Paper 2015/496

Quantifying Location Privacy Leakage from Transaction Prices

Arthur Gervais, Hubert Ritzdorf, Mario Lucic, and Srdjan Capkun

Abstract

Large-scale datasets of consumer behavior might revolutionize the way we gain competitive advantages and increase our knowledge in the respective domains. At the same time, valuable datasets pose potential privacy risks that are difficult to foresee.
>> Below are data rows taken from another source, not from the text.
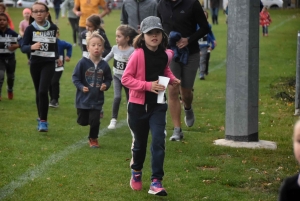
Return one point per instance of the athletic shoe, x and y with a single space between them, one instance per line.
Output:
177 135
53 103
136 180
43 126
189 118
156 188
10 95
93 142
112 124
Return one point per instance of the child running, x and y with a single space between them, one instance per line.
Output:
120 52
54 87
8 45
290 188
147 62
40 40
91 76
93 23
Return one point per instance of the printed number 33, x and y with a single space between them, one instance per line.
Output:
44 47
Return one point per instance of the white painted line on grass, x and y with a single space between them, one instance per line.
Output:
39 170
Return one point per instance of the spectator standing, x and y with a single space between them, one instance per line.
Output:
85 8
68 6
214 8
149 61
8 45
135 11
265 20
290 187
183 16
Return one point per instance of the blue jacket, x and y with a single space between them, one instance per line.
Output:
86 74
62 46
180 55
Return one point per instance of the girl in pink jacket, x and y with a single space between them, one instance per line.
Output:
146 63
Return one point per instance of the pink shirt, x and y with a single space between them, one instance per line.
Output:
23 25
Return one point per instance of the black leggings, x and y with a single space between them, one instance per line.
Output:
74 24
41 74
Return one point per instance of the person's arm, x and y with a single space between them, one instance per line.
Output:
109 56
124 15
76 76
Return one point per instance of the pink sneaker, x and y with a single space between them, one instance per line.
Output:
156 188
136 180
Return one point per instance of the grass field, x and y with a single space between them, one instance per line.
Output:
59 165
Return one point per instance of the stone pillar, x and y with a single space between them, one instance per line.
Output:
242 71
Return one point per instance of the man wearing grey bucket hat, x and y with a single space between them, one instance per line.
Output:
182 17
135 11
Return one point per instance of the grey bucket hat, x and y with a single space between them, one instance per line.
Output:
150 23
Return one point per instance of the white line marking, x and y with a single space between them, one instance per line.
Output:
38 170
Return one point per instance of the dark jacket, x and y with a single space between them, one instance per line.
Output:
46 47
180 55
183 18
85 74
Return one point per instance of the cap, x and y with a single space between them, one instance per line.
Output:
26 10
150 23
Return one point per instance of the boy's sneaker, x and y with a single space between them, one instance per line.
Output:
136 180
156 188
189 118
10 95
53 103
177 135
43 126
112 124
93 142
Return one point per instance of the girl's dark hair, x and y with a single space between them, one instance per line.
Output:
3 14
95 20
139 41
3 6
128 31
31 19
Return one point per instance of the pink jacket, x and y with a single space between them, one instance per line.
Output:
134 76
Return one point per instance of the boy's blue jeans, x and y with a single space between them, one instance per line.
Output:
141 119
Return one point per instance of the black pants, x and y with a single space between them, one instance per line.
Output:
74 24
41 74
8 65
89 117
54 87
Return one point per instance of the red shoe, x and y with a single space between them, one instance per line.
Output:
10 95
93 143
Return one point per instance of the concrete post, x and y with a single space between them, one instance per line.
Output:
242 71
297 96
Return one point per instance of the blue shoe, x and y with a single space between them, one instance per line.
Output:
156 188
43 127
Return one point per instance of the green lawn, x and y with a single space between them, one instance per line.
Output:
59 165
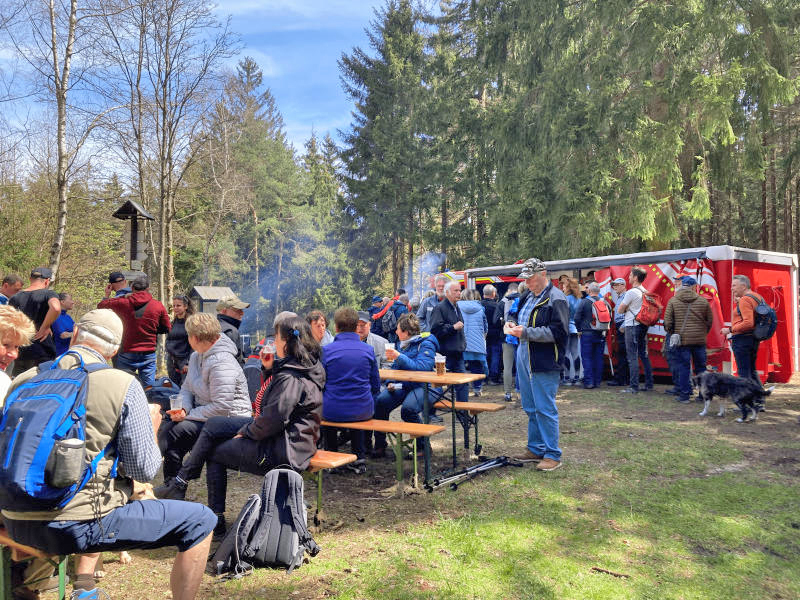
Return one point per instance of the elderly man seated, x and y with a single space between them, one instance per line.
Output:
99 517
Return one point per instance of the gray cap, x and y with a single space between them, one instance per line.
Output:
103 323
530 267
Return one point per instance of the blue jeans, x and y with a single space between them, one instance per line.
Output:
538 397
478 367
592 344
136 525
494 354
681 355
141 364
636 347
745 351
455 364
387 401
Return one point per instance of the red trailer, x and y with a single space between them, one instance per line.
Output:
773 275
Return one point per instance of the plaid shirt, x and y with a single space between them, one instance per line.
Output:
139 456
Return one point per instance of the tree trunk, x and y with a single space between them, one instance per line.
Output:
61 84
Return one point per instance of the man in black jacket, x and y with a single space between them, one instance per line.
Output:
447 325
494 336
230 311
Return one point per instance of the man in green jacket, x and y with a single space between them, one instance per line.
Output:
688 315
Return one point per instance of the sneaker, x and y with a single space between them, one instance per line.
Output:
527 456
359 467
93 594
174 490
548 464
In this paper we study the impact that the prices from consumers’ purchase histories have on the consumers’ location privacy. We show that using a small set of low-priced product prices from the consumers’ purchase histories, an adversary can determine the country, city, and local retail store where the transaction occurred with high confidence. Our paper demonstrates that even when the product category, precise time of purchase, and currency are removed from the consumers’ purchase history (e.g., for privacy reasons), information about the consumers’ location is leaked. The results are based on three independent datasets containing thousands of low-priced and frequently-bought consumer products. In addition, we show how to identify the local currency, given only the total price of a consumer purchase in a global currency (e.g., in Bitcoin). The results show the existence of location privacy risks when releasing consumer purchase histories. As such, the results highlight the need for systems that hide transaction details in consumer purchase histories.